Over the course of the day, more and more babies appeared on the lawns all over the city. It wasn’t that they materialized. They didn’t fade in, like Kirk and Dr. McCoy beaming down to a planet. They were just there, sitting on the lawn. Plenty of people walked out first thing to go to work, or walk the dog, or buy a breakfast sandwich at the corner shop and there wouldn’t be a baby. But when they returned, one would be there.
Not everybody was visited by these tiny guests. There didn’t seem to be a pattern to who got one and who didn’t. There did seem to be a few things that were common among them, though. They were all white, and they were all smiling. All were too young to explain where they came from and who their parents were. But all of them were unflappable. It was eerie how calm and contented these babies were. It made a difficult situation a little more tolerable.
Some appeared along with chairs. Most had clothes. Some didn’t. Fortunately those appeared in the afternoon after the morning chill had burned off.
All told, 387 babies showed up that Wednesday. Some went to foster homes. Some went to the hospital. One enterprising person set up a nanny service in the disused hotel at the eastern edge of town.
Some childless couples felt these babies were answers to their prayers. Others remembered why they never had children in the first place. Plenty of well-meaning folks had told them they’d change their minds when they had one, but it wasn’t true. Even though these babies were cheery, they were still babies, which meant they needed constant attention. Even going to the bathroom had to be done quickly or else something got destroyed by the babies – either through breakage or bodily fluids. In this they were a lot like puppies, but unlike puppies they couldn’t be left alone at home when it was time to go to work.
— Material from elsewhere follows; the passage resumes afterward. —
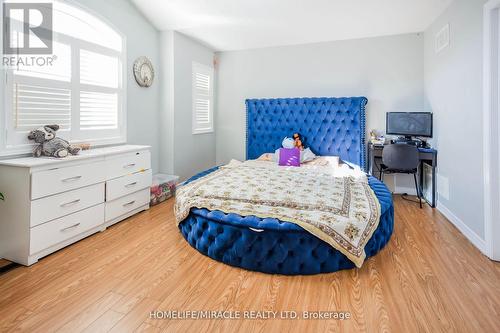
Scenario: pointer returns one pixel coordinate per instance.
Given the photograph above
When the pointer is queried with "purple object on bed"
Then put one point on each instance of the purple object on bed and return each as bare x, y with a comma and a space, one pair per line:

There are laws about that.
A lot of people had to stay home that Thursday because of that. Those were the ones who weren’t lucky enough to have been in the first wave of babies sprouting up on the lawn, like mushrooms overnight. Weren’t lucky enough to have handed them off to the authorities – any authority – anybody who would take them off their hands. Some older folks tried to contact the orphanage, forgetting that there wasn’t one, hadn’t been one for many a year. Spare children – those without parents who were living, or those with parents who weren’t capable of being a parent (due to disease or disinclination) were shuttled off to the foster care system instead of the orphanage these days. The result was that they were just as lost and broken as if they’d been institutionalized, but it took longer to notice since they weren’t housed under the same roof.
A town meeting was called for that Friday afternoon, and everybody came, babies in tow. There weren’t enough babysitters to go around. “Somebody has to do something!” Myra Tuttle exclaimed, baby on hip. “It’s the Russians! They’ve done this to us!” yelled Bob Flanders, a child crawling in and out between his feet as he sat.
The mayor agreed something had to be done and tried to squash the idea of a conspiracy from the Russians, or aliens as Thomas Wilson had suggested. She said it didn’t matter who or why but that, and that was where they were. The hotel on the east end was the best option for emergency use as the enterprising nanny had proven, so the city summarily took it over without paying for it, said something about “eminent domain” and pressed all city employees who could be spared into service as full-time babysitters.
After a week, a total of 2,347 babies had appeared. Then it stopped, just as suddenly as it started, and the town breathed a collective sigh of relief. Now they knew what their new normal was. They could make a plan. They waited a month to be sure. You can handle anything unusual as long as it stays the same for a while.